Being super-unpopular probably helped me in a lot of ways I’m only realizing now. I never had to worry about getting pregnant in high school, because you can’t get pregnant by having a boy shoot sharpened pencils at you. By not dating, I never learned to be interesting on a date. Being ostracized meant I never had to worry about getting married and divorced, and ending up with kids I couldn’t afford to raise, or an abusive husband. Some of the girls who mocked my unpopularity in high school have multiple marriages, became alcoholics, or both. And it shows.

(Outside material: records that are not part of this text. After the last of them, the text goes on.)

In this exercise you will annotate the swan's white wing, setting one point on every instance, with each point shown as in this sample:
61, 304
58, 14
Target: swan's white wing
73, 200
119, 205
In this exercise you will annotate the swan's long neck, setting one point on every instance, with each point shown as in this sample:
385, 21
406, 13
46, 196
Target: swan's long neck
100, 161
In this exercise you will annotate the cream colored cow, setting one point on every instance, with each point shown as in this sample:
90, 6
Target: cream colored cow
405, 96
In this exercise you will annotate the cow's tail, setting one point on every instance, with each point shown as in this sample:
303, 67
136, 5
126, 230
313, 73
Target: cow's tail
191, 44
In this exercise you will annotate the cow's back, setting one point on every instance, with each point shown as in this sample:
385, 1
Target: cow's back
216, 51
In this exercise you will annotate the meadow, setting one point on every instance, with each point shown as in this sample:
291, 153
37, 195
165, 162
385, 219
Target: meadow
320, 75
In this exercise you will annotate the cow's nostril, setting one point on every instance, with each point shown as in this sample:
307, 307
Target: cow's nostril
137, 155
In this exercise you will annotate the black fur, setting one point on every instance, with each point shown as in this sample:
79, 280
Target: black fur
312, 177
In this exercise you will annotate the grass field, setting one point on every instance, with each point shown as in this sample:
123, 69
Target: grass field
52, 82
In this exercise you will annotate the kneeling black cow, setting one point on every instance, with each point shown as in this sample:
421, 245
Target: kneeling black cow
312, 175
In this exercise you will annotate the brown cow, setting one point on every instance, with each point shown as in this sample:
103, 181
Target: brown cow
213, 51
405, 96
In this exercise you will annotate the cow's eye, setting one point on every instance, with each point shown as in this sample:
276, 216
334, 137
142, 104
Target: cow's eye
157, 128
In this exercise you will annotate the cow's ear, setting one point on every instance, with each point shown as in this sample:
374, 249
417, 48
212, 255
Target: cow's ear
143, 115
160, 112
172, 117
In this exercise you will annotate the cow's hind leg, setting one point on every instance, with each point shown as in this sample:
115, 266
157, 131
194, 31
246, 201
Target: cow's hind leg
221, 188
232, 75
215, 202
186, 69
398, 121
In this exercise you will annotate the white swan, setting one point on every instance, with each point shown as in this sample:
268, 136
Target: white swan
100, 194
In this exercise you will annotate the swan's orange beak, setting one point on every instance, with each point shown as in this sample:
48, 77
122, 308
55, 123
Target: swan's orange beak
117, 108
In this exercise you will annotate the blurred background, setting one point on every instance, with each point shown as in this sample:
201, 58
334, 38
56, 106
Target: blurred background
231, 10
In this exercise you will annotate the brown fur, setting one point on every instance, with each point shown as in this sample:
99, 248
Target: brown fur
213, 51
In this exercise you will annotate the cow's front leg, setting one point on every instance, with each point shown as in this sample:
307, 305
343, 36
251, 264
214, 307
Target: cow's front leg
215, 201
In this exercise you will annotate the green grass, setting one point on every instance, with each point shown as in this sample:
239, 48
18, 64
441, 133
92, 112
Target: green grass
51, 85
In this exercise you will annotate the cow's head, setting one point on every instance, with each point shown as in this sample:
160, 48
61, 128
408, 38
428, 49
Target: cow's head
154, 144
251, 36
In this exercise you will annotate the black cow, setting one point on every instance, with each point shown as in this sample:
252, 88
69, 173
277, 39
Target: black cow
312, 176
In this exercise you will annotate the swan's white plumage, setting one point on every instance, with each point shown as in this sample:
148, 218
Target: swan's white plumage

I found out my brother moved away without telling me. I had to learn from a former neighbor of his. And it was middle school all over again: I tried to be nice, I tried to make him proud of me, tried to make him love me. I spent time with his kids, because I knew they’d be the kids I’d never have. But after mom died, they didn’t like the fact I existed. Like my high school classmates, they resented the fact I was bound to them in some way—either by school or by blood relations. I became uncool within my own family.

I didn’t start out life being this negative. Once upon a time, I was happy and looked forward to the future, and life always had something new to offer: an upcoming birthday, a new school year, holidays, trips, and whatever else I could turn into a purpose in between these other things.

But I realized I wasn’t one of the cool girls. That being nice and hopeful doesn’t really get you anywhere. To my classmates, I got uglier on the outside, which did a number on my inside. And I wasn’t worth their time anymore.

I know that people change and become different as time goes on. However, it screws with your head that suddenly you are not liked because you are YOU. “Be yourself,” I’ve heard, over and over. What if being yourself doesn’t work? Do you get as much cosmetic surgery as possible? Do you become an unpaid actress, projecting an image 24/7 for some non-stop popularity contest even though it feels phonier than a porn star’s implants? Do you “fake it until you make it?”, careening into the world every day pretending the rent and utilities are paid, even though you’ve gotten two disconnection warnings and the landlord is pissed?

I can rest easy knowing that everyone is wallowing in their own bullshit, not admitting anything is wrong, because they want to be on the cool bus. Or, they are on the cool bus, but in spite of the designer clothing and handbags, nice cars, yearly vacations in spite of the economy, they are looking out the window, wanting respite from their exhausting lifestyle, but can’t bear the thought of being different.